The Lord himself has given us a sign here below and in the heights of heaven, a sign that man did not ask for because he never dreamt that such a thing would be possible. A virgin was with a child and she bore a son who is called Emmanuel, which means “God with us.”

He came down to the earth here below in search of the sheep that was lost, the sheep that was in fact his own creature, and then ascended into the heights of heaven to offer to the Father and entrust to his care the human race that he had found again.

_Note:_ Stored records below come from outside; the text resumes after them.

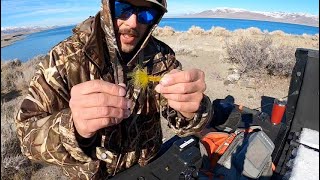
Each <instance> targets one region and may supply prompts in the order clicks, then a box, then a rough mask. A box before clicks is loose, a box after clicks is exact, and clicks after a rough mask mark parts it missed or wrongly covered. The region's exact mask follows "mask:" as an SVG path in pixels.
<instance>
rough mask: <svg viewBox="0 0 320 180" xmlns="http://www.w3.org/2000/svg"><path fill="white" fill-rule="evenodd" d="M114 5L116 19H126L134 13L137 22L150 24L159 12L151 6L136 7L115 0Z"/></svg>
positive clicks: (142, 23) (124, 19) (123, 19)
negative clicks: (136, 16) (147, 6)
mask: <svg viewBox="0 0 320 180" xmlns="http://www.w3.org/2000/svg"><path fill="white" fill-rule="evenodd" d="M114 7H115V8H114V10H115V11H114V12H115V18H117V19H122V20H127V19H129V17H130V16H131V15H132V14H134V13H136V14H137V19H138V22H139V23H141V24H147V25H151V24H153V23H154V22H155V21H156V20H157V19H158V18H159V12H158V11H157V10H155V9H152V8H147V7H136V6H133V5H132V4H129V3H126V2H121V1H115V3H114Z"/></svg>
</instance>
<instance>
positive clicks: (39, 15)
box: [1, 0, 319, 28]
mask: <svg viewBox="0 0 320 180" xmlns="http://www.w3.org/2000/svg"><path fill="white" fill-rule="evenodd" d="M167 1H168V13H167V15H166V16H174V15H179V14H184V13H190V12H201V11H203V10H209V9H215V8H218V7H228V8H241V9H246V10H251V11H265V12H289V13H307V14H312V15H318V14H319V1H318V0H167ZM100 4H101V0H1V27H2V28H3V27H13V26H15V27H17V26H51V25H68V24H76V23H79V22H81V21H82V20H84V19H86V18H87V17H89V16H90V15H95V14H96V12H97V11H98V10H100Z"/></svg>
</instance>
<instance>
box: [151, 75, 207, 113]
mask: <svg viewBox="0 0 320 180" xmlns="http://www.w3.org/2000/svg"><path fill="white" fill-rule="evenodd" d="M155 90H156V91H157V92H158V93H161V94H162V96H163V97H165V98H166V99H167V100H168V104H169V106H170V107H172V108H173V109H175V110H176V111H179V112H180V113H181V114H182V115H183V116H184V117H186V118H192V117H193V116H194V114H195V112H196V111H197V110H198V109H199V106H200V102H201V100H202V98H203V92H204V91H205V90H206V83H205V75H204V72H203V71H201V70H199V69H191V70H186V71H180V70H177V69H174V70H172V71H170V73H168V74H166V75H164V76H163V78H162V79H161V81H160V83H159V84H158V85H157V86H156V88H155Z"/></svg>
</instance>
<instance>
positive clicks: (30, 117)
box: [16, 50, 99, 179]
mask: <svg viewBox="0 0 320 180" xmlns="http://www.w3.org/2000/svg"><path fill="white" fill-rule="evenodd" d="M57 54H59V52H58V51H57V50H52V51H51V52H50V53H49V56H47V57H46V60H45V61H44V62H41V63H40V64H39V68H38V69H39V70H38V71H37V72H36V74H35V76H34V77H33V78H32V80H31V82H30V86H29V90H28V94H27V96H26V97H25V98H24V100H23V101H22V104H21V107H20V110H19V112H18V114H17V117H16V125H17V135H18V138H19V140H20V143H21V151H22V153H24V154H25V155H26V156H27V157H28V158H29V159H31V160H35V161H45V162H48V163H52V164H56V165H60V166H62V168H63V170H64V172H65V173H66V174H67V175H68V176H71V177H77V179H90V178H92V177H93V176H94V174H95V173H96V171H97V170H98V166H99V161H98V160H94V159H93V158H91V157H89V156H88V155H86V153H84V151H83V150H82V149H81V148H80V147H79V144H78V142H77V140H76V136H75V129H74V126H73V120H72V115H71V110H70V109H69V104H68V102H69V99H70V94H69V90H68V89H69V88H68V86H67V82H66V80H65V79H64V78H63V76H62V75H61V73H62V74H63V71H64V68H63V67H64V66H63V65H62V64H63V63H62V62H61V59H58V57H59V56H58V55H57Z"/></svg>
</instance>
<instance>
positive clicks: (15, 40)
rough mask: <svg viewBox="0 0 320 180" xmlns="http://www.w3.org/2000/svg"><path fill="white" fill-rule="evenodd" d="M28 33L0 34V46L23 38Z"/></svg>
mask: <svg viewBox="0 0 320 180" xmlns="http://www.w3.org/2000/svg"><path fill="white" fill-rule="evenodd" d="M28 34H29V33H15V34H5V35H1V48H3V47H6V46H10V45H12V44H14V43H15V42H17V41H20V40H23V39H24V38H26V37H27V35H28Z"/></svg>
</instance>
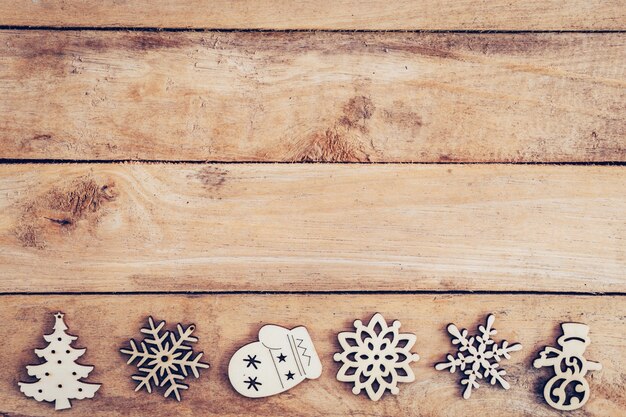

JESUS, THE FIRST-FRUITS OF THE RESURRECTION

The Lord himself became the first-fruits of the resurrection of mankind, and when its time of punishment for disobedience is over the rest of the body, to which the whole human race belongs, will rise from the grave as the head has done. By God’s aid it will grow and be strengthened in all its joints and ligaments, each member having its own proper place in the body. There are many rooms in the Father’s house because the body has many members.

God bore with man patiently when he fell because he foresaw the victory that would be his through the Word. Weakness allowed strength its full play, and so revealed God’s kindness and great power.

St. Irenaeus was bishop of Lyons in what is now France in the last quarter of the 2nd century. This is an excerpt from his monumental work written about 185 AD, Against Heresies (Lib. 3, 19, 1.3–20,1; SC 34, 322).